Unfortunately, when you run the code above, you will meet with ArrayIndexOutOfBoundsException.
If you set a breakpoint within this exception, you can find in the debugger that the exception is raised in line 459.
Here the internal array maintained by ArrayList class has length 10, however a new element is tried to insert with index 11, so exception occurs.
The reason is that the code in line 459, elementData[size++], is not an atomic operation. The real execution of these code might be reordered by the native compiler, suppose the first thread has growed the internal size of elementData to 10, and then it is preempted and the second thread now increases the variable size to 11, then execution is handed over to the first thread, then exception is raised.
There are many solution in JDK1.8 to resolve it.
The most straightforward approach is to add lock when the ArrayList is inserted.
The new complete source code is:
package thread;

import java.util.ArrayList;
import java.util.List;
import java.util.concurrent.ExecutorService;
import java.util.concurrent.Executors;

class MyThread implements Runnable{

	private List<Integer> myList;
	private Object host;
	public MyThread(List<Integer> list, Object object){
		this.myList = list;
		this.host = object;
	}
	
	private void updateList(int i){
		synchronized(this.host){
			myList.add(i);
		}
	}
	
	@Override
	public void run() {
		for( int i = 0; i < 10;i++){
			updateList(i);
		}
		System.out.println("end: " + myList.size());
	}
	
}
public class MyExecutor {

	private ArrayList<Integer> taskList = new ArrayList<Integer>();
	private Object object = new Object();
	private void launch(){
		
        ExecutorService executorService= Executors.newFixedThreadPool(10);

        executorService.execute(new MyThread(taskList, object));
        executorService.execute(new MyThread(taskList, object));
	}
	public static void main(String[] args) {
		MyExecutor test = new MyExecutor();
		test.launch();
	}
}
When I use javap to view bytecode for method updateList, I found out that the method marked via keyword synchronized is wrapped by the set of operation monitorenter and monitorexit in compiled code.
If we replace the ArrayList with Vector, but don’t use synchronized keyword to wrap the method, the code can still work.

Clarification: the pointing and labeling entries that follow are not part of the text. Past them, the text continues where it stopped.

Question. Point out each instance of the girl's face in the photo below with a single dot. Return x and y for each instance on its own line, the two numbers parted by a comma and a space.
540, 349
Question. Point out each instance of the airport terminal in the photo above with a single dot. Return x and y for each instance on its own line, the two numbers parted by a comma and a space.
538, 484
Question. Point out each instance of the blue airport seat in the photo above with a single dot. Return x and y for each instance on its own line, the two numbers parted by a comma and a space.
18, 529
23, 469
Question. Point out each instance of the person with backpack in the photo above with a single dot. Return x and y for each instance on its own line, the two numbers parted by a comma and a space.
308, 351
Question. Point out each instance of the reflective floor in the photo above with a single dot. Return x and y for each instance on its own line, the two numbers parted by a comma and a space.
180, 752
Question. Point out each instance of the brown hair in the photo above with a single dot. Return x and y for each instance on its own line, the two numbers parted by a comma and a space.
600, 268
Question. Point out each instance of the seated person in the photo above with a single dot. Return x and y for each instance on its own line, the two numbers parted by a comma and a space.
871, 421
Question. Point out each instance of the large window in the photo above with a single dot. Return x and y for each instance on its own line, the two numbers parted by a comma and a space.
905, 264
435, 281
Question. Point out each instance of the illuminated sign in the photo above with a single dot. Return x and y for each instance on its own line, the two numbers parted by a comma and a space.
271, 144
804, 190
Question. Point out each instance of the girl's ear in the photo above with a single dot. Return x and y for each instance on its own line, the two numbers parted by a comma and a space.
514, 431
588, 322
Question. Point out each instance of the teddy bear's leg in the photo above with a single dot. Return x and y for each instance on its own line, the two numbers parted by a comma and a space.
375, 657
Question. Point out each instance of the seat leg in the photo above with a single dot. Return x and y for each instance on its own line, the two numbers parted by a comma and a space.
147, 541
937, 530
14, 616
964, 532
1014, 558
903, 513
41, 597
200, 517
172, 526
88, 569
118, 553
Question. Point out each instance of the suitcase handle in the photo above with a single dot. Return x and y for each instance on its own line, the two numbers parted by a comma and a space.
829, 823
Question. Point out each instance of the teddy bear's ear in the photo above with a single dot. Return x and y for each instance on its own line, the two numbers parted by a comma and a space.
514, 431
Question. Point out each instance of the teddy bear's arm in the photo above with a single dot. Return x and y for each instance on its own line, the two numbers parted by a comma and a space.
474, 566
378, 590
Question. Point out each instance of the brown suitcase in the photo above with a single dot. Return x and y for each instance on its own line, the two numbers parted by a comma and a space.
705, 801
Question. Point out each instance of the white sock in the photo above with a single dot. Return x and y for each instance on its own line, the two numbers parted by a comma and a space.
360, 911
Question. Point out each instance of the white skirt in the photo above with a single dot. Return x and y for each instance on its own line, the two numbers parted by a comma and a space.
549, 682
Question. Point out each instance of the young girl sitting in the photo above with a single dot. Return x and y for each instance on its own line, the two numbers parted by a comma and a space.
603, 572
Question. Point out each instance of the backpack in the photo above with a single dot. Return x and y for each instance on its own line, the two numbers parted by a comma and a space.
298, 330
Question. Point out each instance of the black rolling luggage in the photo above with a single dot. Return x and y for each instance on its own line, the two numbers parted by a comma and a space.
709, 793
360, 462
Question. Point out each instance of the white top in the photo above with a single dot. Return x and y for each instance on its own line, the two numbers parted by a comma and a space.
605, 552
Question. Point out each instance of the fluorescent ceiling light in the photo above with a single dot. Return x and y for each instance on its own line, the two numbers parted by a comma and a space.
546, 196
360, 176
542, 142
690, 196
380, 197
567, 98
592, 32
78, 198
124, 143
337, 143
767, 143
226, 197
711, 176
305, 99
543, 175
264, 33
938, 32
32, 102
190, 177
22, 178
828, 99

This is simply because the add method in Vector has used synchronized keyword for us:
In this case, the add method in compiled code is not wrapped by monitorenter and monitorexit, please compare it with above updateList.
The compiler is not so smart in my test. See the following code where the synchronized is not necessary at all since it is created locally, every thread will have its own instance:
However in the compiled byte code, the pair of monitorenter and monitorexit are still there.
This example gives us a hint: use synchronized with correct granularity.
Another solution is, create a wrapped List instance which is thread-safe by factory method Collections.synchronizedList.
In this case, when add method is called in the runtime, the thread-safe implementation is called to insert the element into list.